Oh joy! So there’s a fancy brain scanning device available in the future but nothing so advanced for boobs. Wonderful.
I brushed specks of dirt from my clothing and walked to the car, but not before glancing back at the graves, now sheltered from the setting sun by the tall tree to the left. Its branches cast skeletal patterns across the stone, just like the timber in the houses Dad used to build. “See you soon, Dad.”
Chapter 13
Forty Five Minutes to Go
“Life is just one damned thing after another.”
– American proverb
Thankfully, Miss Car remembered where I lived and safely helped me navigate home. If I’d gone into the past instead of the future I would have had no hope, unless there were carriages driven by horses with photographic memories.

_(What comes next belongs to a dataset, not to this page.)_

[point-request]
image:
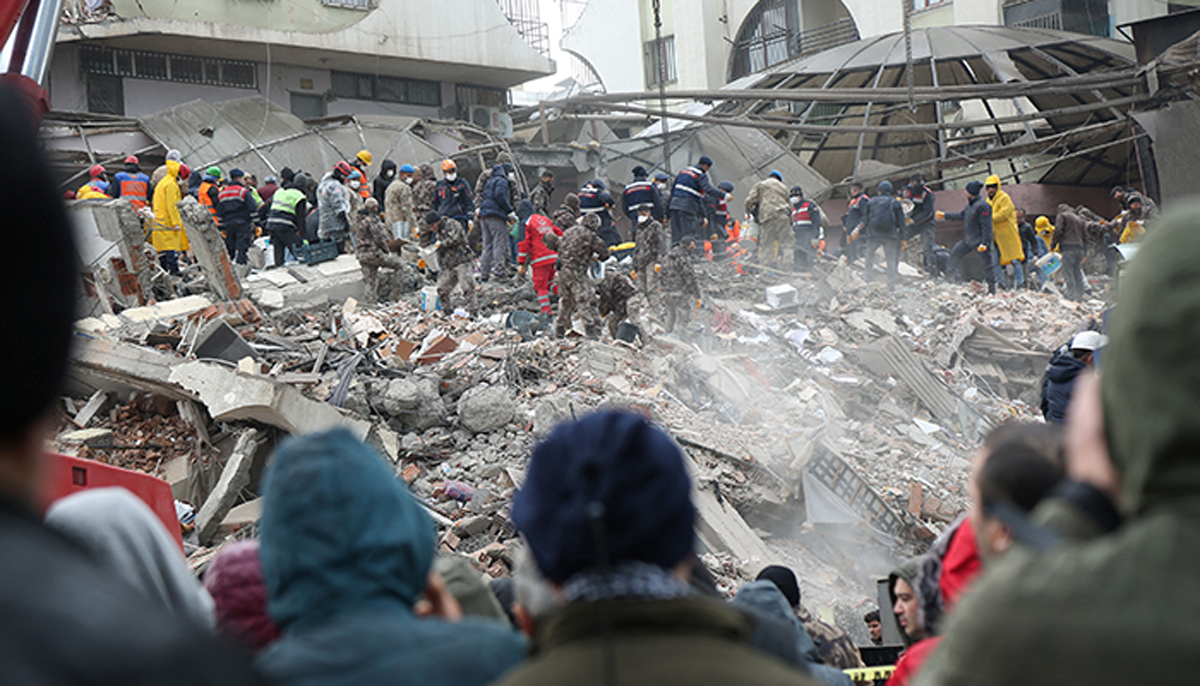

Despite living fairly close to the city, my house was situated in suburbia heaven. I pulled into Bellbird Drive, welcomed by rows of round, silver encased lights forming a dotted edge along each side of the road. I frowned on noticing there weren’t any power lines. None at all. Maybe everything was solar powered, or maybe someone—my sister, probably—had discovered an unlimited source of renewable energy and electricity had been given the flick. I chuckled at the thought.
I drove into the driveway of number nine. A middle-aged woman in leggings and a top too tight for her figure stopped trimming her rose bushes to wave at me from next door. The garage was closed and I didn’t know how the heck to open it, so I parked on the driveway and stepped out of the car.
“Hi Kelli,” she said.
“Hi …” strange woman I’ve never met.
“Nice evening, eh?”
I nodded. “Sure is.”
“You got a party on tonight or somethin’?” she asked with a frown, gesturing to the house with her hedge clippers.